School of Chemical and Environmental Engineering, China University of Mining and Technology (Beijing), Ding No. 11, Xueyuan road, Haidian District, Beijing, 100083, China.
China National Institute of Food and Fermentation Industries, Building 6, No. 24 Jiuxianqiao middle road, Chaoyang District, Beijing, 100015, China.
J Food Drug Anal. 2018 Jul;26(3):1033-1044. doi: 10.1016/j.jfda.2017.12.009. Epub 2018 Jan 18.

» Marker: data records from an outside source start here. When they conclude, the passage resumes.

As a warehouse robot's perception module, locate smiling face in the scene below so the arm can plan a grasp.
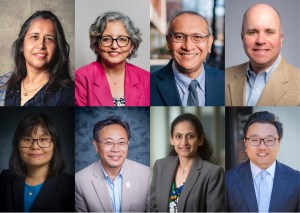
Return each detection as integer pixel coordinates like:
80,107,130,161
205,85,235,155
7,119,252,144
23,18,56,71
244,123,280,169
167,14,213,78
97,21,133,67
93,124,128,171
170,121,203,158
242,4,283,73
19,126,54,168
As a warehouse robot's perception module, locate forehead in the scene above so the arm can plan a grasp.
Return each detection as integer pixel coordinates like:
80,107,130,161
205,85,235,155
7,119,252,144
170,14,208,33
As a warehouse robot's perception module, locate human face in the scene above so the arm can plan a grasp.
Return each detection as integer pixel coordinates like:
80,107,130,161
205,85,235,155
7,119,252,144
19,126,54,168
23,18,56,71
167,14,213,78
170,121,203,158
242,4,283,73
244,123,280,169
93,124,128,170
97,21,133,67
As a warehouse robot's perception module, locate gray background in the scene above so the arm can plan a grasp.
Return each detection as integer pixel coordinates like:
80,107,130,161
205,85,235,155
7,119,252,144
75,0,150,70
0,107,74,174
75,107,150,172
0,0,75,75
225,0,300,68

The elemental profile and oxygen isotope ratio (δO) of 188 wine samples collected from the Changji, Mile, and Changli regions in China were analyzed by inductively coupled plasma mass spectrometry (ICP-MS), inductively coupled plasma optical emission spectroscopy (ICP-OES) and isotope ratio mass spectrometry (IRMS), respectively. By combining the data of δO and the concentration data of 52 elements, the analysis of variance (ANOVA) technique was firstly applied to obtain the important descriptors for the discrimination of the three geographical origins. Ca, Al, Mg, B, Fe, K, Rb, Mn, Na, P, Co, Ga, As, Sr, and δO were identified as the key explanatory factors. In the second step, the key elements were employed as input variables for the subsequent partial least squares discrimination analysis (PLS-DA) and support vector machine (SVM) analyses. Then, cross validation and random data splitting (training set: test set = 70:30, %) were performed to avoid the over-fitting problem. The average correct classification rates of the PLS-DA and SVM models for the training set were both 98%, while for the test set, these values were 95%, 97%, respectively. Thus, it was suggested that the combination of oxygen isotope ratio (δO) and elemental profile with multi-step multivariate analysis is a promising approach for the verification of the considered three geographical origins of Chinese wines.
采用电感耦合等离子体质谱仪(ICP-MS)、电感耦合等离子体发射光谱仪(ICP-OES)和同位素比质谱仪(IRMS),分别分析了中国昌吉、米乐和昌黎地区采集的 188 个葡萄酒样本的元素概况和氧同位素比值(δO)。通过结合δO 数据和 52 种元素的浓度数据,首次应用方差分析(ANOVA)技术,得出了区分三个地理来源的重要描述符。Ca、Al、Mg、B、Fe、K、Rb、Mn、Na、P、Co、Ga、As、Sr 和δO 被确定为关键解释因素。在第二步中,将关键元素作为后续偏最小二乘判别分析(PLS-DA)和支持向量机(SVM)分析的输入变量。然后,通过交叉验证和随机数据分割(训练集:测试集=70:30%),避免过度拟合问题。PLS-DA 和 SVM 模型对训练集的平均正确分类率均为 98%,而对于测试集,这些值分别为 95%和 97%。因此,建议将氧同位素比值(δO)和元素概况与多步多元分析相结合,是验证中国葡萄酒三个地理来源的有前途的方法。